3-Layer MLP code using pyTorch
세종대학교 소프트웨어학과 19011625 허진수
MNIST dataset is a large database of handwritten digits that is commonly used for training various image processing systems. The database is also widely used for training and testing int the field of machine learning. It was created by re-mixing the samples from NIST’s original datasets. The black and white images from NIST were normalized to fit into a 28 x 28 pixel bounding box and anti-aliased, which introduced grayscale levels.
The MNIST dataset contains 60,000 training images and 10,000 testing images. The set of images in the MNIST dataset was created in 1994 as a combination of two of NIST’s databases; Special Database 1 and Special Database 3. Special Database 1 and Special Database 3 consist of digits written by high school students and employees of the United States Census Bureau.
A Multilayer Perception (MLP) is a modern feedforward artificial neural network, consisting of fully connected neurons with a nonlinear kind of activation function, organized in at least three layers, notable for being able to distinguish data that is not linearly separable. 3-Layer MLP consists of three layers; an input layer, a hidden layer and an output layer.
Input layer is the first layer in a neural network. It serves as the interface between the external data and the network itself. The Primary purpose of the input layer is to receive input data and pass it to the subsequent layers for processing.
Hidden Layer is an intermediate layer located between the input layer and the output layer. It plays a crucial role in transforming and learning complex patterns within the input data.
Output Layer is the final layer of neurons that produces the network’s predictions or outputs. It is responsible for providing the model’s response based on the patterns and information learned during training.
During the training phase of the 3-Layer MLP on the MNIST dataset, the model adjusts its weights and biases using the training data to optimize its performance. In this process, the model learns to minimize the loss function by utilizing images and labels from the training data. Throughout the training phase, the model employs the backpropagation algorithm to update its weights and fine-tune its predictions on the data to find the optimal weights.

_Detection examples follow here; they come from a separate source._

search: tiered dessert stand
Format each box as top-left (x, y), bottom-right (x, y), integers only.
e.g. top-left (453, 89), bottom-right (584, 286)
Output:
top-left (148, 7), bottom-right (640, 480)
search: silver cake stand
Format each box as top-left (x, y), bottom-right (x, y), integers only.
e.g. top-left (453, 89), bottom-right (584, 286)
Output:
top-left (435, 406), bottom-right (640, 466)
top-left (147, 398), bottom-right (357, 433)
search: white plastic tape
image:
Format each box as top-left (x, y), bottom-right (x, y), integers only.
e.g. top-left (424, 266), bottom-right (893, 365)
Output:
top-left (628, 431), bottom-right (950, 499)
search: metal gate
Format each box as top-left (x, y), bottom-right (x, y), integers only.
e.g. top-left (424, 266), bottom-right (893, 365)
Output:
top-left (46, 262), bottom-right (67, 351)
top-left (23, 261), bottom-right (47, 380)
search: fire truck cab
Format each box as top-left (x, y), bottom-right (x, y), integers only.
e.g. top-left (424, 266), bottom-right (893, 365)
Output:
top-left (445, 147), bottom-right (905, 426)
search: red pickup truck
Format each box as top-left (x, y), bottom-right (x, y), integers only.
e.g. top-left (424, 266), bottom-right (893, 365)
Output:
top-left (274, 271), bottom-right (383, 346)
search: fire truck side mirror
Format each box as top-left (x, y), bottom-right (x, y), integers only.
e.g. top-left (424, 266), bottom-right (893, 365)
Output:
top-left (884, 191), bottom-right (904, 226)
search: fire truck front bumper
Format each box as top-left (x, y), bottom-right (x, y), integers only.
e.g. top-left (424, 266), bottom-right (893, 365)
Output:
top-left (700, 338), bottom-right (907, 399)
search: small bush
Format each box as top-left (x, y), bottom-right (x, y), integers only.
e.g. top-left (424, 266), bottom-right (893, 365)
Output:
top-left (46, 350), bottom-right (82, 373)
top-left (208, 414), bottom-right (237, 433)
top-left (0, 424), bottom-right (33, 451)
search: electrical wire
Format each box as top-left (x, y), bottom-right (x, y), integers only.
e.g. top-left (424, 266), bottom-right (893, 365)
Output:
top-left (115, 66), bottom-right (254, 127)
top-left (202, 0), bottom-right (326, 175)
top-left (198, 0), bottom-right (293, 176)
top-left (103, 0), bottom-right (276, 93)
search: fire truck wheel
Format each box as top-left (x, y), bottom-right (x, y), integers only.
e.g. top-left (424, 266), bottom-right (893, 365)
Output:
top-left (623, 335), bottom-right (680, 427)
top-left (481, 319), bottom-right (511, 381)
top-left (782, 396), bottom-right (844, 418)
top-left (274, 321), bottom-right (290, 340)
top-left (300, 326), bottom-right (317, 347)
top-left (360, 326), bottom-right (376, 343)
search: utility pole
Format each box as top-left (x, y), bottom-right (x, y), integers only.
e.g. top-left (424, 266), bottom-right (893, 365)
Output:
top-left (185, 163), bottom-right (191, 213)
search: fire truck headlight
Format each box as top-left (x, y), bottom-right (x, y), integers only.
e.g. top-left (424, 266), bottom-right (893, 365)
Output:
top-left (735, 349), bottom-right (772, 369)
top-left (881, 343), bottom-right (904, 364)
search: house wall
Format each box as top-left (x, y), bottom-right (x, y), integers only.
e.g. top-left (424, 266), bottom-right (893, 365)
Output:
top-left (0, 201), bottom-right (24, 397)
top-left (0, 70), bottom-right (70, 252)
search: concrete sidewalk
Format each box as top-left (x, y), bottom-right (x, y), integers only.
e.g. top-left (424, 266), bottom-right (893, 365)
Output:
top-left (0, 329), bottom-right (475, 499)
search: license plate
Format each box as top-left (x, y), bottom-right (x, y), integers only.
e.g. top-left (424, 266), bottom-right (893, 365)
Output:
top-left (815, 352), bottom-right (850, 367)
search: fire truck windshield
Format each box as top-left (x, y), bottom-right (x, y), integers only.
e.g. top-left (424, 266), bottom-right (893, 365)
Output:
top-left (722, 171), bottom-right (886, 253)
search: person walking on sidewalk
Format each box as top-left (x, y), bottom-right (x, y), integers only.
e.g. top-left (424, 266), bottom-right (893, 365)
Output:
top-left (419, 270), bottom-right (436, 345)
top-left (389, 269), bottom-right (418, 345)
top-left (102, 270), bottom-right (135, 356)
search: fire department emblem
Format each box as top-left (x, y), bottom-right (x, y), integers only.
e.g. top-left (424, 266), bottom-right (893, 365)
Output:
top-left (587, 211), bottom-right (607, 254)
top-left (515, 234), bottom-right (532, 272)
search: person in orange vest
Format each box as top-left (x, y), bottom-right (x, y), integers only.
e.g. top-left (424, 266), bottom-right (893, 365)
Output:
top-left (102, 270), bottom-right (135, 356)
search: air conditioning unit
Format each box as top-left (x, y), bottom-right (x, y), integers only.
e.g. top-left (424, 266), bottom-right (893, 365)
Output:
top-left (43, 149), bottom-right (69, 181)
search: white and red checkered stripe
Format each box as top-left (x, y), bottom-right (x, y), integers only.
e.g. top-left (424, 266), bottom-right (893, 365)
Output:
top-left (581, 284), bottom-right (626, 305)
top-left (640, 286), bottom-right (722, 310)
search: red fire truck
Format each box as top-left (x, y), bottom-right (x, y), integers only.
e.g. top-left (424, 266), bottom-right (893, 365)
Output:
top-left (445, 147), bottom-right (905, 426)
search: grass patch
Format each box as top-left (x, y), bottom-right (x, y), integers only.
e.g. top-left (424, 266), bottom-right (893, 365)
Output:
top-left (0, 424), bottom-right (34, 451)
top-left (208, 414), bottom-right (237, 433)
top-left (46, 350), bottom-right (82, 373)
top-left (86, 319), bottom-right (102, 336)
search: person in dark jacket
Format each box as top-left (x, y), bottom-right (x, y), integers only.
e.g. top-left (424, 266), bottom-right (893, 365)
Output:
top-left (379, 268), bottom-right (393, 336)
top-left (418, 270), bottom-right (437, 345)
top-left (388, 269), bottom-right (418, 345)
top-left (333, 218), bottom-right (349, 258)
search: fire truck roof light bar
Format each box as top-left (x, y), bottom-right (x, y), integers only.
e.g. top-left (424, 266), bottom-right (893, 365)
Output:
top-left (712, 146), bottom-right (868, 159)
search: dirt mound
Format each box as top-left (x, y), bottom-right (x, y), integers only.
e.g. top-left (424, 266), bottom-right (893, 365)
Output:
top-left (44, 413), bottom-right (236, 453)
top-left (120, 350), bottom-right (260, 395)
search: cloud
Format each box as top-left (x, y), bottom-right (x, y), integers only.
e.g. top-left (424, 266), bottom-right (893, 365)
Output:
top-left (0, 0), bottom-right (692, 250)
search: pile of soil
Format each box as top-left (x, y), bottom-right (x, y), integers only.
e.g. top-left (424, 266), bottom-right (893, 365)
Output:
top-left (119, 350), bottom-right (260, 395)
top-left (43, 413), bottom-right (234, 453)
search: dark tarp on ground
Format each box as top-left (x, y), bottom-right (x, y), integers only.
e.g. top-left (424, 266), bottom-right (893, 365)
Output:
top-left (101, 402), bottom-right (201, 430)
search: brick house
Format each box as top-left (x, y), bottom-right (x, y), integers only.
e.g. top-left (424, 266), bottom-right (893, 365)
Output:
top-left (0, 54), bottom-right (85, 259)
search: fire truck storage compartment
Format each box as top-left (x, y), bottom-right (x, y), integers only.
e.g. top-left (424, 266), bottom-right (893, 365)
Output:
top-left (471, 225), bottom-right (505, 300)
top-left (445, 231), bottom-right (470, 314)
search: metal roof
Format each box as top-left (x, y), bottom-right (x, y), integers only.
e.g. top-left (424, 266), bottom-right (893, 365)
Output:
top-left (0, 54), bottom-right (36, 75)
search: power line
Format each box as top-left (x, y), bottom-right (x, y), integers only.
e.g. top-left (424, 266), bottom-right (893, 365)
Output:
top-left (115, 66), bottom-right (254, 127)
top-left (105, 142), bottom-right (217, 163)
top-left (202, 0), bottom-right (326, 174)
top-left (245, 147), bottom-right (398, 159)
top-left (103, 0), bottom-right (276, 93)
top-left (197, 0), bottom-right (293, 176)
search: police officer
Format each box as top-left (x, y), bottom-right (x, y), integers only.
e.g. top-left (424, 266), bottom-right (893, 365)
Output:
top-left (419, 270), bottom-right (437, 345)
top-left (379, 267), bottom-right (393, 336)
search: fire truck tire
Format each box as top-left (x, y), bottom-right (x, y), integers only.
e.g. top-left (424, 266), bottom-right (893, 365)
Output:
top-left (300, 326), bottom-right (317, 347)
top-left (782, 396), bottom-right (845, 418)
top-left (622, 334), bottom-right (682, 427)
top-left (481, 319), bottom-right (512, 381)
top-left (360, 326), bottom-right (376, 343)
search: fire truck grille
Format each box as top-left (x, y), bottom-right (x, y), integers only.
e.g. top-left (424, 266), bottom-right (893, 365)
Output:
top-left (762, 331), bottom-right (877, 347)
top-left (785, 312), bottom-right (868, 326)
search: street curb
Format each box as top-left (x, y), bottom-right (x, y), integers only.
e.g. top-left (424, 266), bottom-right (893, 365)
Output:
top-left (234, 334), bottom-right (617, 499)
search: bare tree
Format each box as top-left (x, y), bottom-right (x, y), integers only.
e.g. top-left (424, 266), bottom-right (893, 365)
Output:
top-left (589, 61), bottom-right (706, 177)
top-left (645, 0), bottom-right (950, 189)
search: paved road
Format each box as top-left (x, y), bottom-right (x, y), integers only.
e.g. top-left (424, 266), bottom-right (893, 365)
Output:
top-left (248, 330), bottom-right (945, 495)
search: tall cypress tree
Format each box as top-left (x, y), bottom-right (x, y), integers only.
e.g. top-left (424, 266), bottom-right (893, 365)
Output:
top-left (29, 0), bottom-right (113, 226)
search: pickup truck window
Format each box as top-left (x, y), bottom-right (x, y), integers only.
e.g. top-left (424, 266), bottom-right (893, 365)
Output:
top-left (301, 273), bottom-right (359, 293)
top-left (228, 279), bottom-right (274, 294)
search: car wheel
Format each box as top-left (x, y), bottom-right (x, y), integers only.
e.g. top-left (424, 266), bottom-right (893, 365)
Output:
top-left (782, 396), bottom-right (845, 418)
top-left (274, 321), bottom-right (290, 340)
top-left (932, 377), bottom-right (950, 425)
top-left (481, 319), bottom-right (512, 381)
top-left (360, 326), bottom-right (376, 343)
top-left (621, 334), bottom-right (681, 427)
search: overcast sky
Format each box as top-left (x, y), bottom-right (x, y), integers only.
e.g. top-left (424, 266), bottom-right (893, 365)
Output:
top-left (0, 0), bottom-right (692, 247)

After the training is completed, the 3-Layer MLP model evaluates its performance on the test data. During this phase, the model takes the test data images as input and makes predictions, which are then compared to the actual labels. The model’s accuracy is determined by evaluating the alignment between its predictions and the actual labels during the testing phase.
The result section presents the performance metrics obtained during the testing phase. Typically, these performance metrics include accuracy, precision, recall, F1 score, and the confusion matrix, among others. These metrics provide insights into how well the model classifies and predicts. The result includes information about the model’s performance and accuracy on the test data.
MLP.py defines the MLP model classes. The model class takes input size, hidden size, and output size as initialization parameters. nn.Flatten() flattens the input images into a 1D vector.
The forward method defines the forward pass of the model. It takes an input(‘X’) and first flattens it to 1D.
linear_relu_stack is composed of Sequential layers, including three linear layers and ReLU activation functions. This represents a 3-Layer MLP model with an input layer, a hidden layer, and an ouput layer. ReLU functions introduce non-linearity, allowing the model to learn complex patterns.
TrainModel.py defines model and training parameters, including input size, hidden size, output size, training epochs, batch size, and learning rate. It loads the MNIST dataset and sets up data loaders.
Training epochs are performed a specified number of times training_epochs. The model is trained by iterating over mini-batches using a data loader train_loader. Loss is computed using nn.CrossEntropyLoss(), and backpropagation and optimization are performed.
The test dataset is used to evaluate the model. model.eval() is called to switch the model to evaluation mode, and the accuracy of the model is computed on the test data.